Tempest Breeze chapter 1 . 3/15/2004
*yawn* BORING! who cares about star trek
Cyberskiver chapter 1 . 3/15/2004
Was this essay really on the faulty morality of Star Trek or on the oversimplification of various alien cultures? Your points were good however, and I love it when people watch things with their minds switched on. This essay could also be read by people (like me) who don't want to make similar mistakes when they invent new species.
g21lto chapter 1 . 3/13/2004
These are points I never really thought of. I was expecting you to go off on the Prime Directive and several of the nastier implications of it. There's an episode where Dr. Crusher's son is *almost* left for dead because he accidentally tramples some greenhouse plants on a world where every offense receives the death penalty. I'm sorry I can't remember the name of the episode. Or the kid's name. I'm more of an original series fan myself. But Picard determines to save the kid because, in his words, the Prime Directive was never meant to cause death to innocents, but to protect other cultures. We weren't created to serve the rules, the rules were created to help us, to paraphrase Jesus. But I think in another captain's hands the kid might have been left for dead.
In any event, great essay. Yes, there often are gross oversimplifications in Star Trek. I've noticed them a little, but I've never thought on them the way you obviously have. Kudos to you.
Mbwun chapter 1 . 3/13/2004
Not sure if morality is the issue at fault here, but otherwise, a pretty solid essay. Of course, Star Trek is first and foremost a space opera, and as such is practically obligated to be a little unrealistic.

As far as Worf goes... well, Worf always struck me as trying to out-Klingon all the other Klingons to make up for his inadequate upbringing, so his Klingon-ness makes sense, to a point.

As to belief being genetic... well, you're right, that's just idiotic. I suppose I can fathom the Jem'Hadar, since hardcore indoctrination (and a pretty severe drug addiction) is part of their fanatical beliefs.

Anyhew, Star Trek descended into the realm of shite a while ago. I blame the First Death of the Borg, personally. STFC was the last good Trek movie, DS9 was the last good Trek show; Enterprise and Voyager suck(ed).

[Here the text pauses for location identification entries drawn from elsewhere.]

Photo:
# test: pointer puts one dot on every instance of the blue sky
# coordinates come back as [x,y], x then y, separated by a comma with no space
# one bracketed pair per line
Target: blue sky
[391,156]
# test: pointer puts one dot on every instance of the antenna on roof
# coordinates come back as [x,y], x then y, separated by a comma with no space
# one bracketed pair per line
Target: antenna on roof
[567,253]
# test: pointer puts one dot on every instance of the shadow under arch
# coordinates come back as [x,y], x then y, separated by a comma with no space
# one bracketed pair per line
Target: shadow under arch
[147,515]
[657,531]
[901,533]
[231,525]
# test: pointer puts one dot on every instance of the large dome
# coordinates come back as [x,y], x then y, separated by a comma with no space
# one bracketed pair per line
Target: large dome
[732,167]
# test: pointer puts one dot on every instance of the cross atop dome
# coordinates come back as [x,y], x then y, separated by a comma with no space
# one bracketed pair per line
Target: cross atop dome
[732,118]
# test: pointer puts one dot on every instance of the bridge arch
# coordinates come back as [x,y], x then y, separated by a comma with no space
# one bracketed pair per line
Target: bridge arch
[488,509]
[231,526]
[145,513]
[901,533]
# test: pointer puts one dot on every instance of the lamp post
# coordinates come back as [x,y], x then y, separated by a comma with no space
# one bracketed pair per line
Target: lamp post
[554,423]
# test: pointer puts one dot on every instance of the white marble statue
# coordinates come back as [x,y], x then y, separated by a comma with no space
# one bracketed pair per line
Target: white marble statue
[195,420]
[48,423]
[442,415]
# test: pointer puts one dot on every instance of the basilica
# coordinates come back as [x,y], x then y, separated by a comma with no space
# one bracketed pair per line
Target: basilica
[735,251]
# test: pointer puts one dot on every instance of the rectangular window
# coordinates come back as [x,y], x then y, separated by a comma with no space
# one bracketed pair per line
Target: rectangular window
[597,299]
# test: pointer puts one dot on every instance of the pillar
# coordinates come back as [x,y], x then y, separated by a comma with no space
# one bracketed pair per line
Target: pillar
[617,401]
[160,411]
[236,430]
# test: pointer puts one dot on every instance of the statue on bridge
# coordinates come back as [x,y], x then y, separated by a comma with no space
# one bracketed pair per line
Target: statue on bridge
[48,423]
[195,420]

Yeah, I'm one of *those* people.:)

~He Who Walks On All Fours And Proudly Admits To A Dax Fetish (hey, she's hot...:)
Raven Oghma chapter 1 . 3/12/2004
This is a very well-written essay. Some of these concepts do not even apply strictly to Star Trek, but also to many, many fantasy and sci fi works. I've noticed, myself, while reading some fantasy book, that all members of a certain species seem to hold exactly the same beliefs as the rest of their species. It's silly.
-Raven Oghma
Tiefling chapter 1 . 3/12/2004
Well put. Star Trek frustrates me. It has the potential to be so much better than it is, but the writers are so often just plain lousy.
The Prime Directive is stupid.
I say one episode where they came across a planet populated entirely by clones of the same 8 people. They were dying out because after a while the process doesn't work as well, so they asked if members of the Enterprise crew would mind being cloned themselves, so their clones could help extend the gene pool a little. Without hesitation they refused, saying that being cloned would 'diminish them as people', a hysterical knee jerk reaction if ever I heard one. The clones cloned them anyway, and when the crew found this out they went back to the planet and slaughtered the innocent clones of themselves. What the? How was that the moral thing to do?
Sam Francis chapter 1 . 3/12/2004
Wow. It's been while since I took a long look at what Star Trek was actually presenting in that sense. I've known that there were the normal discrepencies and whatnot, but when you put it like this, it makes it much larger than I remember.